The some 180 refugee families in Utah are in the United States for political, not economic reasons, Knowles said. Many are in the United States "to save their own hides."

An international organization founded by Albert Einstein, IRC's newest office was opened in Salt Lake City last October. IRC screens people from the world's refugee camps and then pays for their airfare and first month's rent in the United States. But Knowles says the ultimate goal is to get the refugees as self-sufficient as quickly as possible. Volunteers help the families with job and language skills. When the wars end in their homelands, the refugees can choose to return or stay in the United States.

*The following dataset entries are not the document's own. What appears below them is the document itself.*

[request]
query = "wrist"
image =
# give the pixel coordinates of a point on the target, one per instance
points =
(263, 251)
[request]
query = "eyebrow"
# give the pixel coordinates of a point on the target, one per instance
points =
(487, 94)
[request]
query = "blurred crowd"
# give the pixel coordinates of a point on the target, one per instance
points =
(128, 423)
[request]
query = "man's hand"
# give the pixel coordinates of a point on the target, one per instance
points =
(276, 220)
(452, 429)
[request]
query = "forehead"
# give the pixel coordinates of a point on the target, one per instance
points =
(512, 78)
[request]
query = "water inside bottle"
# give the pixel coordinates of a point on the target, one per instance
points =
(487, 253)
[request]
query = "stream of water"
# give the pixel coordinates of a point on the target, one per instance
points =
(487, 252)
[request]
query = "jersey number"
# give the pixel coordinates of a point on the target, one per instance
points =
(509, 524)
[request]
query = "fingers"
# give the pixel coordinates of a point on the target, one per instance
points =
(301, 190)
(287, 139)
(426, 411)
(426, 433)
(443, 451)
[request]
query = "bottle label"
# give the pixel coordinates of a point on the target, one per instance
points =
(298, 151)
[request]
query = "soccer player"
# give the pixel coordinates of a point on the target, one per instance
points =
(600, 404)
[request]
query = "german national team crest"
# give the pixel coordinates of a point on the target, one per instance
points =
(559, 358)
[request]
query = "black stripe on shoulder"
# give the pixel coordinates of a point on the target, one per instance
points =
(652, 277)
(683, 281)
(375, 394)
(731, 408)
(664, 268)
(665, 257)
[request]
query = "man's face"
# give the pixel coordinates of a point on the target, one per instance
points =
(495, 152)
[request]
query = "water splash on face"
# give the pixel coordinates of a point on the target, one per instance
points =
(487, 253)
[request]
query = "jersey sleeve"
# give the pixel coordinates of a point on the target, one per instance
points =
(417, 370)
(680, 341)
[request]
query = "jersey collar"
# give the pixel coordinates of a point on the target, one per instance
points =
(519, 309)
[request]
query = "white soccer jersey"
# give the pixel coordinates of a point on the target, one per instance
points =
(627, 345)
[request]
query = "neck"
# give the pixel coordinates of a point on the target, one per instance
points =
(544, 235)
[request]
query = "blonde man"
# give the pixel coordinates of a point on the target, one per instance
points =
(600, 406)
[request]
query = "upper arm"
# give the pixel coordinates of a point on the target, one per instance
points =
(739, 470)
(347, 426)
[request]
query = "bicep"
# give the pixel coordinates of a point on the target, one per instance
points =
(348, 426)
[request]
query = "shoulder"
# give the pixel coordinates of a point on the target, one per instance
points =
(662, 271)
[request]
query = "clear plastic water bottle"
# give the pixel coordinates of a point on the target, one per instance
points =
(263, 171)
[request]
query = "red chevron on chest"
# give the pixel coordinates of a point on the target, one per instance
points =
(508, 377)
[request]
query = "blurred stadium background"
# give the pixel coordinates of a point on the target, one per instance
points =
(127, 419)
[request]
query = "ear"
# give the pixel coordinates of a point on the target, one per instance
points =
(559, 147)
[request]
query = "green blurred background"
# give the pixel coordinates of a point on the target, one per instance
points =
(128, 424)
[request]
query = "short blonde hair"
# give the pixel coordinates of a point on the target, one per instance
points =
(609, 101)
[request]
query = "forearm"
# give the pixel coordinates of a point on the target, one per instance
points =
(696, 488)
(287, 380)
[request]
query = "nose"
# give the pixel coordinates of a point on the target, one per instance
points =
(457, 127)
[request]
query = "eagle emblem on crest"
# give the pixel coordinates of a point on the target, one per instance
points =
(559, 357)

A familiar face at the picnic is Mary Hansen who works with Literacy Volunteers of America, Wasatch Center. Hansen coordinates volunteers to teach refugee children in kindergarten through third grade. There are also programs for their parents. Even grandparents have a shot at learning English through the center's "Elders of the World" program.

A literacy volunteer for more than 19 years, Hansen said the world is a very small place, and cultural diversity enriches it.

"When you see how small it is, you don't want to hurt people or do anything offensive," she said. "When they come over and make a life, our lives are enriched."

Elvir, a refugee from Bosnia living in Salt Lake City, said the city reminds him of his hometown of Sarajevo. He and his wife had only been in Salt Lake City seven days when it was selected to host the 2002 Winter Olympics.

Elvir said he was happy to celebrate the announcement with his new neighbors, but his eyes got watery as he thinks about when, and if, he will ever get to go home. Like many refugees, Elvir just doesn't know.